DUST 514 is a free to play first person shooter MMO that will be available exclusively for the PlayStation 3. The game will operate in conjunction with EVE, which is a colossal online gaming community for the PC. In DUST 514gamers will play as a mercenary battling for control of the thousands of planets in the vast EVE universe.

Developed by CCP Games, every EVE registered gamer is playing in the same shard.
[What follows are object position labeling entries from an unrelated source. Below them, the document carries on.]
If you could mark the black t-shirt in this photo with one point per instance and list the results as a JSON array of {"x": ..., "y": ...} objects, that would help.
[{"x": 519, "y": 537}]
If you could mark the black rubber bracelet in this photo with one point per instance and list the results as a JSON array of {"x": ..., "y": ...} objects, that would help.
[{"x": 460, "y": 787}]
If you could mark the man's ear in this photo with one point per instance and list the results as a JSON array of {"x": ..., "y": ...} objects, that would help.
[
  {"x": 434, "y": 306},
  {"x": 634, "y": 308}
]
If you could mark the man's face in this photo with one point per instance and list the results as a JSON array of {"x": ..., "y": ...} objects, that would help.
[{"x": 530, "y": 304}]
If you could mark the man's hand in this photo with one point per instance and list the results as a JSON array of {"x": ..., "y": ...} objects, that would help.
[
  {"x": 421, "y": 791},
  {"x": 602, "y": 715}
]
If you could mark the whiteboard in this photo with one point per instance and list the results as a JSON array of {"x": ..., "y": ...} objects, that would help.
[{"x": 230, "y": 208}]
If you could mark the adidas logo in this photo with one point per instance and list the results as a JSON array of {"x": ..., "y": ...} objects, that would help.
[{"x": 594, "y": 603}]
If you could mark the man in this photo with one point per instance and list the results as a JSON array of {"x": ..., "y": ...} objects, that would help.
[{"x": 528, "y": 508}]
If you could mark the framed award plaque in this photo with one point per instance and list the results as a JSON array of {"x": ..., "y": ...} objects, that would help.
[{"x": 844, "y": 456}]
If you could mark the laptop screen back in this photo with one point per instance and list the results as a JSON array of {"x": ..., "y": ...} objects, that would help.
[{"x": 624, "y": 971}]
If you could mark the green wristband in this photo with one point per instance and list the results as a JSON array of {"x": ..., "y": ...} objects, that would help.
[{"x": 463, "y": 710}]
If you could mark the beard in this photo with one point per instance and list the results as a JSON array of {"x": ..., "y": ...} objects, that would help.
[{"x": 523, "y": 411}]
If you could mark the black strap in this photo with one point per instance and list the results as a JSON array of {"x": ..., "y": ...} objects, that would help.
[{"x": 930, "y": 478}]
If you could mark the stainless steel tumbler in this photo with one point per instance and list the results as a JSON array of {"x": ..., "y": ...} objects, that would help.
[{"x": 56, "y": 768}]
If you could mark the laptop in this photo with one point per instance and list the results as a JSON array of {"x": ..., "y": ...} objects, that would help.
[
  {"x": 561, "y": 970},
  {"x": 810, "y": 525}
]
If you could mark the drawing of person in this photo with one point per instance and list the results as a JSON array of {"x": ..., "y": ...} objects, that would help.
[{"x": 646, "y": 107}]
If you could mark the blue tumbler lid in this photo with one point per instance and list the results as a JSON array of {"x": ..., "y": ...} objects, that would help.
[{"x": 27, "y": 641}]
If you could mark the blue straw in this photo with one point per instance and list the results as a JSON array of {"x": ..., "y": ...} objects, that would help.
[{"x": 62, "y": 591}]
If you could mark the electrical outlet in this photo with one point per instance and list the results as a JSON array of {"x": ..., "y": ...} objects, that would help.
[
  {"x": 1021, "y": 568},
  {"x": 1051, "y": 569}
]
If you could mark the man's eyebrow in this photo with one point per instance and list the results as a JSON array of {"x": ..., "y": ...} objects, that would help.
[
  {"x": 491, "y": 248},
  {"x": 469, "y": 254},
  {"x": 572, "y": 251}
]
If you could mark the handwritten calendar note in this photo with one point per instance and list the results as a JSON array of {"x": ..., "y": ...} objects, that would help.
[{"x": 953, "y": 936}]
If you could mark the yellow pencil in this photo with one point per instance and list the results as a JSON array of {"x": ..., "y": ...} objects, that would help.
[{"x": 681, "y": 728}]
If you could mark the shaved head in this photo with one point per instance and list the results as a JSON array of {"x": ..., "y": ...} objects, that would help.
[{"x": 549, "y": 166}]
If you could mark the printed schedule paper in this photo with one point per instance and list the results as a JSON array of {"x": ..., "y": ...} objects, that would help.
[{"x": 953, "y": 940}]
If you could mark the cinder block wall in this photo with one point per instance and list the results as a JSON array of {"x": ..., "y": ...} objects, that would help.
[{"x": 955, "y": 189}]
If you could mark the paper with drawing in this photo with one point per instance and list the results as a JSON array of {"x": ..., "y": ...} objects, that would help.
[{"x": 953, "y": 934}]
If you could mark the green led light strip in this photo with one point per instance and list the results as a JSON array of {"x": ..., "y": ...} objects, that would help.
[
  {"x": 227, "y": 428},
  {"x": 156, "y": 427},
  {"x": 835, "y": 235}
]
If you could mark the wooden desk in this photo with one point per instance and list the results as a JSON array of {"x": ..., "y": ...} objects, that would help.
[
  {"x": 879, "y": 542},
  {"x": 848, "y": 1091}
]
This allows for extended interaction between tens of thousands of gamers, making it unique from other online networks.

The feature that makes DUST 514 so significant is that players of the PS3 game will be able to play and interact with EVE gamers instantaneously, creating a new cross-platform universe.

"We've seen other games do this a little bit, but at the same level," said David Reid, CMO of CCP. "This is the first time two different games with different mechanics are linking together."

Although EVE access is purchased through a monthly subscription service, currently boasting over 400,000 users, DUST 514 is completely free of charge, according to Reid.

"All they have to do is pick up the controller and play the first person shooter, just as they know how to do," he said.

But perhaps one of the most important aspects of the MMO shooter is that advancement is based on skill sets, not money or rank. The game follows the spiritual model set by titles such as League of Legends, where players unlock additional content through in-game currency only. Players gain access to different items, such as new assault rifles, in order to improve certain skills. This keeps any gamer from gaining an unfair advantage.

"We have to be super clear," said Reid. First person shooters operate on a very skilled based model. If people think you can buy your way to the top, it's not going to be successful."


The idea for a completely skill-based model came from first person shooters developed in Asia, Reid said. Companies such as Nexon came up with this type of format in the past, but these games didn't garner much interest among the Western gaming community.

However, Reid says that CCP puts a major emphasis on expanding games throughout various mediums.

"CCP has always been ambitious and kind of crazy," he said. "We focus on how to make virtual goods that work across platforms."

A large part of DUST 514 gameplay will feature vehicle-based combat, with the ability to summon different types of tanks, jeeps and ships to suit players' missions. For example,transporting an entire squad using a dropship could be useful for skirmish-type endeavors, according to Rob Fleischer of Sandbox Strategies. This aerial vehicle also makes it easier for players to quickly travel across large maps.

"You can customize your ships the same way you can do fitting on characters," Fleischer added.


Other than DUST 514, the Sony event previewed titles such as "Starhawk,"  "Sly Cooper: Thieves In Time," and "Sorcery" for the PlayStation 3. "Resistance Burning Skies," "Street Fighter X Tekken," "Metal Gear Solid HD Collection," "Gravity Rush" and "Sound Shapes" were showcased on the PS Vita.

"Metal Gear Solid" players will be interested in the game's Vita port, which incorporates touch screen tricks to add new elements to the game. The handheld version of the action-stealth game also boasts around 30 hours of gameplay.

"Sly Cooper: Thieves In Time" gives the classic platform franchise a fresh twist. The new title features Rioichi Cooper as the furry ninja frontrunner. Players tiptoe across tightropes, pickpocket enemies, and dodge lasers to regain the creature's missing sushi knives, unlocking doors to new levels.

Sony's Spring Preview certainly provided perspective on the future of the gaming industry, both immediate and in the long run.

"You can feel it in the gamer community," said Reid when referring to free-to-play games.

"Over time more people are getting comfortable with this idea. Before people thought that if something was for free, it was because it's no good. But now consumers are willing to try a game out in a much lower risk factor. Mandatory subscription is becoming out of date."